# 3 Judges at Congress



## Sungold (Feb 22, 2004)

It was announced that Congress will be multiple judged this year, like mini Nationals. What do you think about having 3 judges as opposed to 1? Last year was my first Congress, and had only 1 judge - I though that was sort of strange for a "National" show. Any good points on either way - single judge vs. multiple judges? Has the Congress ever used more than 1 judge?


----------



## lyn_j (Feb 22, 2004)

At Nationals the placeings were tabulated by what they called the "most often used" method. If two of the three judges placed you say 5 and the third judge didnt use you then you placed 5. if the points were spred out like one judge used me 4th in showmanship one 7 and one 10 I placed 7. Thats how they do the multiple judges. They dont give three sets of ribbons like at the regular shows with more than one judge.

Lyn


----------



## Karen S (Feb 23, 2004)

Hi Sungold,

This is the first year Congress will have three judges. They have always had one for the Classics, One for the Moderns, a judge for the Amateur division and a judge for the futurity.

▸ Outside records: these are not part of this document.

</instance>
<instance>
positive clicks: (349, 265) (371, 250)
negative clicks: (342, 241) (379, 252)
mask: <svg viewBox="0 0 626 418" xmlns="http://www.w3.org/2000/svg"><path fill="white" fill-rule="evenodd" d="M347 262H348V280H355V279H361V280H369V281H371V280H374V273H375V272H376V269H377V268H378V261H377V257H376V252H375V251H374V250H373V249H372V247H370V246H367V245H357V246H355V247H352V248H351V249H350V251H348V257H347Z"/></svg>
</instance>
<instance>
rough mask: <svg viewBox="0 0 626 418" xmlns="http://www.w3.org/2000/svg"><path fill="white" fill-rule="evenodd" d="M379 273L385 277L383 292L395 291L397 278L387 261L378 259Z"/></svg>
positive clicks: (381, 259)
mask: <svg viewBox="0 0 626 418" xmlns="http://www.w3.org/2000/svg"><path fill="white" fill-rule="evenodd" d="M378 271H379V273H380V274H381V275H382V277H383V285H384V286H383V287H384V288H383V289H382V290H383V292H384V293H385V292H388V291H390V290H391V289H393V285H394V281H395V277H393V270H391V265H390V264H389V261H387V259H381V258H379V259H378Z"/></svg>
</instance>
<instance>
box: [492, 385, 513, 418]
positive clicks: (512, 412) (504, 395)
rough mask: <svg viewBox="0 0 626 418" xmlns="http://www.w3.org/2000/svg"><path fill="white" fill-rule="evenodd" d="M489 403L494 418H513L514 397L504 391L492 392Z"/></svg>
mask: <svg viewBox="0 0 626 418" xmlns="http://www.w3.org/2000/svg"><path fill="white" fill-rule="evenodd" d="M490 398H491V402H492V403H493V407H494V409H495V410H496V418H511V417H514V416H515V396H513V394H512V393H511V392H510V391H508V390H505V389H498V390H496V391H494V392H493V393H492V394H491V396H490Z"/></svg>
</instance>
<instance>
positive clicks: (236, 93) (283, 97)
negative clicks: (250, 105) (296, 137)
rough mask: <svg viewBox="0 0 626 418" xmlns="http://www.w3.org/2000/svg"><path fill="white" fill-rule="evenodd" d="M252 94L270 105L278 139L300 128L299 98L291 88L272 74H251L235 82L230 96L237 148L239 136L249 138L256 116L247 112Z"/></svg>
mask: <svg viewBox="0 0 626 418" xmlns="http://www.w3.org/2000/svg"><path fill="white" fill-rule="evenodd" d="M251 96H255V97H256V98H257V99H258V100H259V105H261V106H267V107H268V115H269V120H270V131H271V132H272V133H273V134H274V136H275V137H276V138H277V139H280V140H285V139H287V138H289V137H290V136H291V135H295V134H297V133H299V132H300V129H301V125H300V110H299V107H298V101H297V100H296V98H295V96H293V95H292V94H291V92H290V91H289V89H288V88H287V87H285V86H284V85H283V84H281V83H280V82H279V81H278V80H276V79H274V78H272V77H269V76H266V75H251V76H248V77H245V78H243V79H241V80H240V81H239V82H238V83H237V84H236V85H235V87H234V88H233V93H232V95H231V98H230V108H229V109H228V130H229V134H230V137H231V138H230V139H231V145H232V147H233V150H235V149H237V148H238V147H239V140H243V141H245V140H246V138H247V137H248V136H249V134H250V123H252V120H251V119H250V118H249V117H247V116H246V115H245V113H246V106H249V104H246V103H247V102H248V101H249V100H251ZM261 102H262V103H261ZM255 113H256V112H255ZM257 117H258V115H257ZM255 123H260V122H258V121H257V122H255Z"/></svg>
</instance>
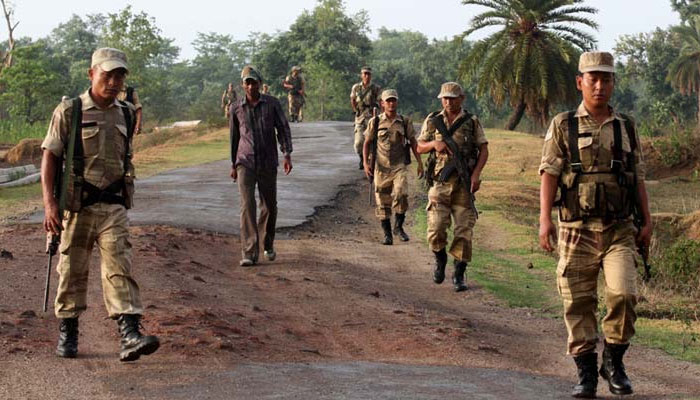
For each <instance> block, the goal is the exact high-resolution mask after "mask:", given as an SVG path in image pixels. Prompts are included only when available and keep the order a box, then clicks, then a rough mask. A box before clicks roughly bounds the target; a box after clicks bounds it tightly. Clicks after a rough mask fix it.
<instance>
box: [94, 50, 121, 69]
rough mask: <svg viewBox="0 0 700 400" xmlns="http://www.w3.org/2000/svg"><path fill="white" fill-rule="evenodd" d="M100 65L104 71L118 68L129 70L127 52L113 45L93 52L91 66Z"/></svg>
mask: <svg viewBox="0 0 700 400" xmlns="http://www.w3.org/2000/svg"><path fill="white" fill-rule="evenodd" d="M97 66H99V67H100V69H102V70H103V71H111V70H113V69H117V68H124V69H125V70H127V71H128V70H129V68H128V67H127V66H126V54H124V52H123V51H121V50H117V49H113V48H111V47H102V48H99V49H97V50H95V52H94V53H92V63H90V68H94V67H97Z"/></svg>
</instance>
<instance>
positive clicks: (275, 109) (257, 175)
mask: <svg viewBox="0 0 700 400" xmlns="http://www.w3.org/2000/svg"><path fill="white" fill-rule="evenodd" d="M241 81H242V82H243V89H244V90H245V96H243V97H242V98H241V99H240V100H237V101H235V102H234V103H233V104H232V105H231V111H230V114H229V115H230V119H229V127H230V129H231V178H233V180H234V182H235V181H237V182H238V190H239V192H240V196H241V253H242V254H241V261H240V265H241V266H252V265H254V264H256V263H257V262H258V254H259V251H260V246H261V245H262V247H263V250H264V255H265V258H267V260H268V261H274V260H275V257H276V256H277V253H275V249H274V240H275V225H276V224H277V167H278V165H279V161H278V156H277V147H276V145H277V143H278V142H279V146H280V150H281V151H282V154H284V161H283V168H284V174H285V175H289V173H290V172H291V171H292V155H291V154H292V135H291V132H290V131H289V123H288V122H287V118H286V117H285V116H284V112H283V111H282V106H281V105H280V102H279V100H277V99H276V98H275V97H273V96H269V95H266V94H260V86H261V85H262V77H261V76H260V74H259V73H258V71H257V70H255V68H253V67H251V66H246V67H245V68H243V71H241ZM275 132H276V134H275ZM256 185H257V187H258V193H259V194H260V218H259V219H258V220H257V221H256V216H257V211H256V208H255V186H256Z"/></svg>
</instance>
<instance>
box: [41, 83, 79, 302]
mask: <svg viewBox="0 0 700 400" xmlns="http://www.w3.org/2000/svg"><path fill="white" fill-rule="evenodd" d="M72 103H73V105H72V107H73V109H72V110H71V111H72V112H71V131H70V134H69V135H68V149H67V150H66V152H65V157H61V159H59V162H58V165H59V168H57V169H56V175H55V176H54V185H53V196H54V198H55V199H56V200H57V202H58V218H60V219H62V218H63V210H65V209H66V192H67V191H68V183H69V181H70V173H71V168H72V166H73V153H74V152H75V142H76V141H78V140H81V139H79V138H80V137H81V135H80V126H81V123H82V101H81V100H80V97H76V98H74V99H73V101H72ZM64 160H65V165H64ZM60 167H63V168H62V169H61V168H60ZM60 243H61V235H60V234H59V235H53V234H48V235H47V236H46V254H48V255H49V256H48V260H47V262H46V286H45V287H44V307H43V311H44V312H46V310H47V306H48V302H49V286H50V285H51V260H52V258H53V256H55V255H56V253H57V252H58V245H59V244H60Z"/></svg>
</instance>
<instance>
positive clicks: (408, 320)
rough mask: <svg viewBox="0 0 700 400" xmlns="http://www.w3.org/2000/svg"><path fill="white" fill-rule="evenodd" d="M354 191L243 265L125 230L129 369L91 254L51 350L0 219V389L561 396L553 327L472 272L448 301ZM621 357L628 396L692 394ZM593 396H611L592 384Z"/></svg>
mask: <svg viewBox="0 0 700 400" xmlns="http://www.w3.org/2000/svg"><path fill="white" fill-rule="evenodd" d="M352 167H354V163H351V164H350V169H351V170H352ZM365 189H366V183H365V182H364V181H363V180H362V179H360V178H356V179H354V180H352V181H351V183H349V184H348V185H345V186H343V187H342V190H341V191H340V193H339V194H338V195H337V196H336V198H335V199H334V201H333V203H332V206H327V207H322V208H321V209H319V210H317V212H316V214H315V215H314V216H313V217H311V218H310V219H309V221H308V222H307V223H305V224H304V225H302V226H300V227H296V228H291V229H287V231H286V233H287V234H286V235H281V236H283V237H284V238H283V239H282V240H280V241H279V242H278V243H277V250H278V253H279V257H278V259H277V260H276V261H275V262H274V263H266V262H263V263H262V264H261V265H259V266H257V267H254V268H241V267H238V257H239V245H238V240H237V237H236V236H233V235H230V234H219V233H212V232H209V231H206V230H200V229H192V228H174V227H169V226H161V225H146V226H137V227H134V228H132V234H133V236H132V239H133V240H132V243H133V248H134V264H135V266H136V267H135V268H136V275H137V278H138V281H139V283H140V284H141V286H142V288H143V299H144V303H145V306H146V307H147V314H146V317H145V320H144V325H145V328H146V331H147V332H148V333H151V334H156V335H159V336H160V337H161V339H162V340H163V346H162V348H161V350H159V351H158V352H157V353H155V354H154V355H152V356H149V357H145V358H143V359H142V360H139V361H138V362H136V363H131V364H122V363H119V361H118V360H117V350H118V336H117V332H116V324H115V323H114V321H111V320H108V319H106V318H105V312H104V308H103V305H102V299H101V293H100V292H101V290H100V288H99V279H96V278H97V275H98V274H99V271H98V270H97V263H96V262H93V276H92V278H91V280H90V292H89V297H88V300H89V304H90V306H91V307H90V308H89V309H88V311H87V312H86V313H85V315H84V316H83V317H82V318H81V336H80V341H81V342H80V357H79V358H77V359H75V360H62V359H58V358H56V357H55V356H54V355H53V350H54V346H55V340H56V322H55V319H54V318H53V317H52V316H51V314H46V315H43V314H41V313H39V312H38V309H39V306H40V304H41V293H42V285H43V273H44V272H43V266H44V263H45V257H44V254H43V253H42V248H41V245H39V243H41V242H42V237H43V233H42V232H41V231H40V228H39V227H38V226H36V225H14V226H10V227H4V228H0V247H3V248H5V249H7V250H9V251H11V252H12V254H13V259H7V258H2V259H0V273H2V275H3V278H4V282H5V285H3V288H2V290H1V291H0V398H3V399H4V398H8V399H17V398H28V399H56V398H77V399H83V398H85V399H87V398H90V399H94V398H98V399H111V398H115V399H116V398H119V399H122V398H125V397H129V398H136V399H141V398H143V399H194V398H197V399H199V398H201V399H228V398H241V399H252V398H254V399H280V398H282V399H287V398H292V399H446V398H473V399H558V398H562V399H565V398H569V397H568V392H569V389H570V386H571V384H573V379H574V375H575V368H574V366H573V362H572V361H571V360H570V359H569V358H568V357H567V356H565V355H564V342H565V331H564V326H563V323H562V322H561V320H554V319H549V318H545V317H541V316H538V315H537V314H536V313H532V312H529V310H521V309H509V308H505V307H503V306H502V305H501V304H500V303H499V301H497V300H496V299H494V298H493V297H492V296H491V295H490V294H489V293H488V292H486V291H485V290H483V289H482V288H481V287H479V286H478V285H476V284H475V283H474V282H473V281H472V280H469V282H468V283H469V290H468V291H467V292H465V293H460V294H456V293H454V292H453V291H452V290H451V287H450V285H449V284H448V283H447V282H446V283H445V284H443V285H441V286H437V285H435V284H433V283H432V281H431V280H430V276H431V271H430V269H431V255H430V254H429V252H428V251H427V249H426V247H425V245H424V244H423V243H421V242H420V241H419V240H415V239H414V240H412V241H410V242H408V243H400V242H399V243H397V244H396V245H394V246H381V245H380V244H378V241H379V234H380V229H379V227H378V223H377V221H376V219H375V218H374V216H373V213H372V211H371V210H369V209H368V208H367V206H366V199H365V196H364V193H365V192H364V190H365ZM416 202H417V199H416V198H413V199H412V201H411V203H412V204H413V205H415V204H416ZM410 222H411V221H409V223H410ZM479 232H480V231H479V230H477V236H479ZM478 240H489V239H488V238H483V237H480V236H479V239H478ZM95 258H97V257H95ZM95 261H96V260H95ZM626 360H627V364H628V372H629V374H630V376H631V378H632V380H633V382H634V384H635V389H636V392H637V393H639V394H637V395H635V396H634V397H632V398H635V399H646V398H649V399H651V398H653V399H657V398H682V399H688V398H700V384H699V382H700V378H699V377H700V367H698V366H697V365H693V364H689V363H685V362H679V361H675V360H672V359H671V358H670V357H668V356H665V355H664V354H662V353H661V352H659V351H656V350H649V349H644V348H641V347H639V346H633V347H632V348H631V350H630V352H629V356H628V357H627V358H626ZM599 393H600V395H601V396H600V397H601V398H612V396H610V395H609V392H608V391H607V389H606V388H605V387H604V385H603V384H602V383H601V384H600V386H599Z"/></svg>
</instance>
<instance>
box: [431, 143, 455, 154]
mask: <svg viewBox="0 0 700 400" xmlns="http://www.w3.org/2000/svg"><path fill="white" fill-rule="evenodd" d="M433 148H434V149H435V151H437V152H438V153H445V152H447V154H450V155H452V150H450V148H449V147H447V144H445V142H443V141H442V140H435V141H433Z"/></svg>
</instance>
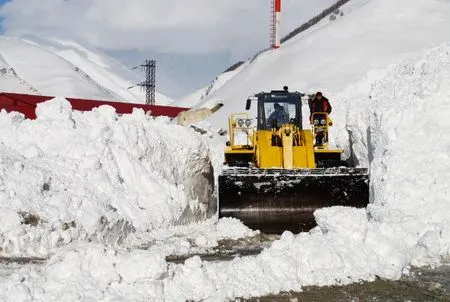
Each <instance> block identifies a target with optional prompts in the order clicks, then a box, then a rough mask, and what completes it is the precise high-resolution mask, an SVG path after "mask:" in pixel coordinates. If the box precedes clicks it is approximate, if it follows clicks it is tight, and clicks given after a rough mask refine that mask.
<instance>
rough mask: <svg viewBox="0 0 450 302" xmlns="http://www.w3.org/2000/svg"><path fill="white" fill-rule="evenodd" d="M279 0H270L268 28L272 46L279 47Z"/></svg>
mask: <svg viewBox="0 0 450 302" xmlns="http://www.w3.org/2000/svg"><path fill="white" fill-rule="evenodd" d="M280 17H281V0H272V22H271V23H272V24H271V30H270V37H271V44H272V45H271V46H272V48H279V47H280V39H281V37H280Z"/></svg>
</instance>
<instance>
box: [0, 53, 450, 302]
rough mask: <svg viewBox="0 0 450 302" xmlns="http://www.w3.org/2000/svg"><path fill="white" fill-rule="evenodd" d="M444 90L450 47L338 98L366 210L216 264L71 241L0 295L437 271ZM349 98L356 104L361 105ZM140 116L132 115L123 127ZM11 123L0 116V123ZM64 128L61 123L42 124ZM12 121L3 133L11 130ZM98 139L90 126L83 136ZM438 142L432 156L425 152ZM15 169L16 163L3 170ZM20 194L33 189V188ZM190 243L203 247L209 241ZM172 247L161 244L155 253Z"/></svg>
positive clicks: (171, 288)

With 475 Shetlands last year (biggest show ever) and the possibility of more this year, won't know how the rest of the old time pony breeders/handlers will take to the new program. Remember the majority rules and if they don't like it then a proposal will have to be submitted at convention to overturn this ruling for the three judge system.

Mini nationals 1998 was our first experience with this "MOS" system, so know first hand what the outcome can be. We had a "B" gelding that showed well under all three judges throughout the open session of the show and one of those judges never even used him on his card. We ended up winning National Grand Champion that year. Sometimes it doesn't make any sense but apparently it works.

Thanks,

Karen Shaw

Fiddlestix Miniatures & Shetlands

Burleson Texas


----------



## Lewella (Feb 23, 2004)

Karen,

This will not be the first year that Congress has had a multi judge average system - this was what was done when the Congress was held in Mason City prior to moving to Gordyville. When the Classic Congress moved to Gordyville the system was dropped and Congress went back to one judge per division. It was the "old time" breeders who used and implemented the three judge system in Mason City, it was Shari Seddon who wrote the program that was used - a third generation breeder.

I am personally in favor of the three judge system. I feel if I am paying the price to go to a national show I should be entitled to more than one person's oppinion. I really feel the Area National Shows should be the same way but was informed this morning that the board has chosen to not allow three judges at an Area National show (we presume this goes into effect for 2005 since the Area VI National had already been approved with a three judge system).


----------



## Karen S (Feb 23, 2004)

Hi Lewella,

I stand corrected. This will be our fifth year at Congress so was before my time.

In regards to the Area National Show...our club (ASPC/AMHR Club of N. Texas) had three judges back in 2000 and was critized for doing just that. People didn't like it cause they weren't going to win three ribbons and the scores were tabulated just like Mini Nationals was. We then went back to one judge for the Area National Show.

Karen Shaw


----------